Existential Generalizations, Issue 10

Post-Mortem of 14 Years of Ritual

I walk in, somewhat abruptly, to the auditorium. The stage is filled with small human beings, namely fifth graders, singing the song I sang seven years ago, the song that I’m sure fifth graders will be singing seven years from now, assuming nothing scandalous is found in the lyrics or composer’s background.

A group of fifth grade teachers stands in the corner, chatting about the social metamorphosis that takes place as girls and boys start mingling, the complications that arise, and I feel something that’s eerily between laughter and nausea. I shrug it off and proceed to ask about my role in this performance: to sit in the back of the fifth grade dubbing ceremony, ready to do some spoof with Dan Frank, where I pretend to translate some Parker motto into Latin.

I can see Frank’s joy, a sort of visceral feeling in his face, as he walks me through it. That feeling seems to echo how I felt as a fourth grader as County Fair approached, or how I felt as a Middle Schooler relishing picnics on the field for Class Day. Yet now, as my time at Parker comes to a gradual end, I cannot help but ask whether the aggregate of all those feelings, how I’ve felt a special connection to this institution through tradition, ever really amounted to anything.

Clearly, those moments of tradition––of some ineffable pride in our institution and in ourselves––is a good selling point for admissions that also fosters very real joy in the moment, especially for younger students.  They bring back memories of simpler, joyous times.

But this orientation towards traditions has gone too far: all these traditions make us think in terms of rituals––specific exercises––to the point where the ritual itself eclipses what the ritual is meant to be.

County Fair, for example, has become too cluttered, to the point that the pageantry–logistical angst, where we are doing stuff, from posters, to hectic videos, to too many goods than any Lower Schoolers can fathom, just because it has to be done–has overtaken the core of the idea: the community coming together. This makes what started out as a valuable tool simply a task.  Count Fair is out of touch with its essence.

The same is true with Cookies.  It started out as a pure manifestation of teachers and students relishing in non-curricular learning. Now there are trips, months of scrambling, excuses to do the silliest exercises under the guise of education, and Cookies, like other traditions, is simply a thing that we have to do.

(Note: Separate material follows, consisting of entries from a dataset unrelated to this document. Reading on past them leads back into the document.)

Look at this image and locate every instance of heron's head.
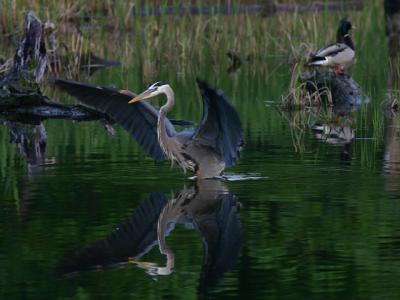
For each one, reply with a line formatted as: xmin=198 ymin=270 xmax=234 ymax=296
xmin=128 ymin=81 xmax=169 ymax=104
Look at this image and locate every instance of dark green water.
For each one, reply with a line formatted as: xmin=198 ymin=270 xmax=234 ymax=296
xmin=1 ymin=14 xmax=400 ymax=300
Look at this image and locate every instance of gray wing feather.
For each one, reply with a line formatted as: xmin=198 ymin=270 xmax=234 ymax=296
xmin=315 ymin=43 xmax=348 ymax=57
xmin=193 ymin=79 xmax=243 ymax=167
xmin=55 ymin=79 xmax=176 ymax=161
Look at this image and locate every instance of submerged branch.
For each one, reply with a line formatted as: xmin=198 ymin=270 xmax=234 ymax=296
xmin=0 ymin=89 xmax=106 ymax=122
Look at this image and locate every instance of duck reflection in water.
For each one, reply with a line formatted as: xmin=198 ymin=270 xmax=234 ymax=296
xmin=58 ymin=180 xmax=242 ymax=290
xmin=282 ymin=106 xmax=357 ymax=160
xmin=311 ymin=106 xmax=356 ymax=161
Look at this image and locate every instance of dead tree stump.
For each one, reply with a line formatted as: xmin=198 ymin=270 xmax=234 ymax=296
xmin=303 ymin=70 xmax=362 ymax=108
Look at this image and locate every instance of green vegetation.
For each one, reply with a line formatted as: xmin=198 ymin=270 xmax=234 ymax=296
xmin=1 ymin=1 xmax=400 ymax=299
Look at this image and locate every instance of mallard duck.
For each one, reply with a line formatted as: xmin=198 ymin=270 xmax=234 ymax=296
xmin=308 ymin=17 xmax=355 ymax=74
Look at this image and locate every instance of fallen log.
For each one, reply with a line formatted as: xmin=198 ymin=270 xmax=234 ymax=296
xmin=0 ymin=85 xmax=107 ymax=122
xmin=1 ymin=102 xmax=106 ymax=122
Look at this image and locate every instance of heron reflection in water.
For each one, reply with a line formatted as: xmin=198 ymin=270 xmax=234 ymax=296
xmin=57 ymin=180 xmax=242 ymax=290
xmin=55 ymin=79 xmax=243 ymax=179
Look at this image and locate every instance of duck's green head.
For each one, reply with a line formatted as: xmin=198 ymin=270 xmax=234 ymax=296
xmin=337 ymin=17 xmax=353 ymax=39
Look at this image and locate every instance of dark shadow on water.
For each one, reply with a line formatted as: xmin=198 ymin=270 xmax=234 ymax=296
xmin=57 ymin=180 xmax=242 ymax=292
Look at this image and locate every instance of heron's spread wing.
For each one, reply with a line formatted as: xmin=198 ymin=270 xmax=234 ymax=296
xmin=57 ymin=192 xmax=168 ymax=275
xmin=198 ymin=192 xmax=242 ymax=290
xmin=55 ymin=79 xmax=176 ymax=161
xmin=193 ymin=79 xmax=243 ymax=167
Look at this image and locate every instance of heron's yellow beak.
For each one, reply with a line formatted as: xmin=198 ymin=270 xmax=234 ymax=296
xmin=128 ymin=88 xmax=158 ymax=104
xmin=128 ymin=95 xmax=145 ymax=104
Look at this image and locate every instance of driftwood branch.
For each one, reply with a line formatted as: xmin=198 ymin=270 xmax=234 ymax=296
xmin=0 ymin=89 xmax=107 ymax=122
xmin=0 ymin=11 xmax=120 ymax=123
xmin=0 ymin=11 xmax=47 ymax=86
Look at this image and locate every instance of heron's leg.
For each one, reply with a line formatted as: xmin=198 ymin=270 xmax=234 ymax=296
xmin=210 ymin=175 xmax=227 ymax=181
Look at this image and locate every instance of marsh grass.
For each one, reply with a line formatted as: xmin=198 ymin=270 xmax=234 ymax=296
xmin=279 ymin=108 xmax=312 ymax=153
xmin=0 ymin=0 xmax=387 ymax=85
xmin=281 ymin=58 xmax=333 ymax=108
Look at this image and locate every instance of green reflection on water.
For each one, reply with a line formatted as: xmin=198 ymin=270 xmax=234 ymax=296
xmin=1 ymin=3 xmax=400 ymax=300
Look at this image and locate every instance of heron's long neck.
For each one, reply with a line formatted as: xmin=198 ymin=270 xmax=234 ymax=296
xmin=158 ymin=86 xmax=175 ymax=145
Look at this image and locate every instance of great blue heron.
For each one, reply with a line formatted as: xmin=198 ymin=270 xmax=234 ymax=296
xmin=55 ymin=79 xmax=243 ymax=179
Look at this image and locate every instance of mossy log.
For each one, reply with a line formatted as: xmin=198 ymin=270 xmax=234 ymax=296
xmin=303 ymin=70 xmax=362 ymax=109
xmin=0 ymin=88 xmax=106 ymax=122
xmin=283 ymin=69 xmax=362 ymax=110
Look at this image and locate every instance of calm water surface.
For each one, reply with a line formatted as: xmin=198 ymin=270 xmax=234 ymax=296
xmin=1 ymin=21 xmax=400 ymax=300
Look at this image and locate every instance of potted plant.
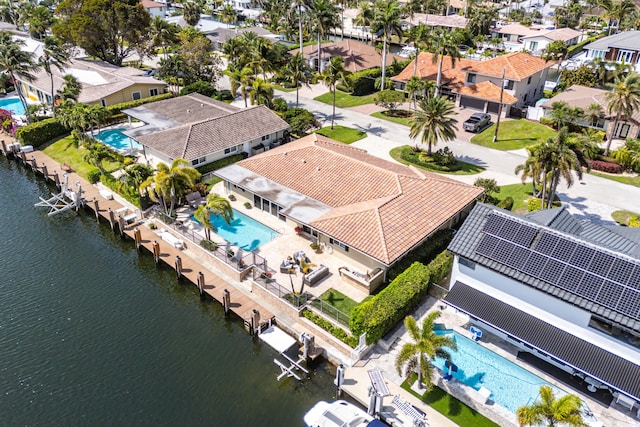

And these traditions ultimately are distracting. They make us conceptualize community through the lens of continuity, in the sense of doing stuff over and over, which seems fundamentally out of touch with a world with increasingly less continuity. Moreover, these traditions often feel like an act.  We all are to act like we love this school, which while loveable, isn’t great for all of us.

For someone like me, in his 14th year here, these traditions often times are a painful reminder of continuity. They make me feel stunted.  That despite all my growth, I still fundamentally am in the same place where I was as a four year old. I am not a four year old, and in some sense, even four year olds sitting in the auditorium during Corinthians MX are not even four year olds. They, like all of us, are just props, like all of us, in a play that seems to never end, and we are all the audience of the exhausted.